Lonjakan belanja menjelang Idul Fitri 1447 H diperkirakan menjadi penggerak utama penjualan eceran di Kota Surabaya pada Maret 2026. Bank Indonesia Provinsi Jawa Timur menilai aktivitas konsumsi di kota ini akan menguat, dengan Indeks Penjualan Riil yang diproyeksikan mencapai 525,2.
Kepala Perwakilan BI Jatim, Ibrahim, menyebut penguatan tersebut terlihat baik secara bulanan maupun tahunan. Proyeksi itu menunjukkan bahwa pasar ritel Surabaya masih berada dalam fase ekspansi saat masyarakat mulai menyiapkan kebutuhan hari besar keagamaan.
Daya beli masih terjaga
Secara tahunan, penjualan eceran Surabaya diperkirakan tumbuh 13,6 persen secara year-on-year pada Maret 2026. Angka ini lebih tinggi dibandingkan realisasi Februari 2026 yang tercatat 13,2 persen year-on-year.
BI Jatim menilai kenaikan itu menjadi sinyal bahwa daya beli masyarakat masih relatif kuat. Dorongan utamanya datang dari kebutuhan belanja menjelang lebaran, terutama untuk sandang, perlengkapan kendaraan, dan barang konsumsi harian.
Kelompok barang yang paling terdorong
Kenaikan penjualan tidak terjadi merata di semua kelompok barang, tetapi paling kuat muncul pada Kelompok Suku Cadang dan Aksesori serta Kelompok Barang Lainnya, khususnya subkelompok sandang. Kedua kelompok ini biasanya ikut terdorong ketika rumah tangga mulai memprioritaskan kebutuhan persiapan Idul Fitri.

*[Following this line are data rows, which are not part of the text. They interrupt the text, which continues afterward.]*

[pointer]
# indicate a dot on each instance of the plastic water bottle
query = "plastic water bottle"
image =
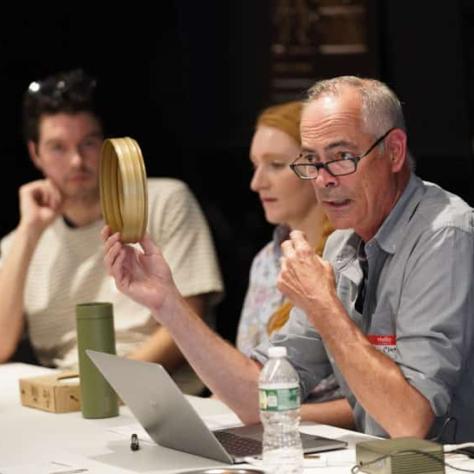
(280, 414)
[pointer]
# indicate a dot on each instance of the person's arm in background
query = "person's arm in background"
(178, 224)
(333, 412)
(160, 347)
(40, 204)
(145, 277)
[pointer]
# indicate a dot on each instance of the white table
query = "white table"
(31, 440)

Selain itu, Kelompok Makanan, Minuman, dan Tembakau juga masih menunjukkan pertumbuhan positif. Kelompok Barang Budaya dan Rekreasi pun ikut bergerak naik, menandakan bahwa belanja masyarakat menjelang hari raya tidak hanya terpusat pada kebutuhan pokok.
Lonjakan bulanan lebih cepat
Jika dilihat dari pergerakan bulanan, penjualan eceran di Surabaya pada Maret 2026 diperkirakan naik 8,4 persen month-to-month. Perkiraan itu jauh lebih tinggi dibandingkan Februari 2026 yang berada di level 4,2 persen month-to-month.
Percepatan ini menggambarkan adanya peningkatan belanja pada fase persiapan puncak lebaran. BI Jatim juga menilai ekspektasi kelancaran distribusi barang ikut menopang optimisme baik dari pelaku usaha maupun konsumen di pasar ritel Surabaya.
Masih ada sektor yang terkontraksi
Meski prospeknya menguat, beberapa kelompok barang belum menunjukkan pemulihan penuh. Kelompok Bahan Bakar Kendaraan Bermotor masih berada dalam fase kontraksi, meski kinerjanya memperlihatkan perbaikan.
Kelompok Peralatan Informasi dan Komunikasi serta Kelompok Perlengkapan Rumah Tangga Lainnya juga masih tercatat dalam kontraksi. Kondisi ini memperlihatkan bahwa pola belanja masyarakat cenderung lebih fokus pada pengeluaran musiman yang berkaitan langsung dengan kebutuhan lebaran.
Belanja musiman masih menjadi penopang utama
Gambaran keseluruhan dari proyeksi BI Jatim menunjukkan bahwa konsumsi di Surabaya bergerak lebih kuat seiring masuknya periode persiapan hari besar keagamaan. Walau tidak semua kelompok barang mengalami perbaikan yang sama, belanja untuk sandang, suku cadang, dan kebutuhan harian tetap menjadi pendorong paling besar.
Dengan Indeks Penjualan Riil yang diperkirakan mencapai 525,2, pasar eceran Surabaya terlihat berada pada momentum penguatan yang ditopang faktor musiman. Di tengah kondisi yang masih beragam antar-kelompok barang, kebutuhan jelang Idul Fitri tetap menjadi faktor paling dominan dalam mengangkat penjualan ritel di kota ini.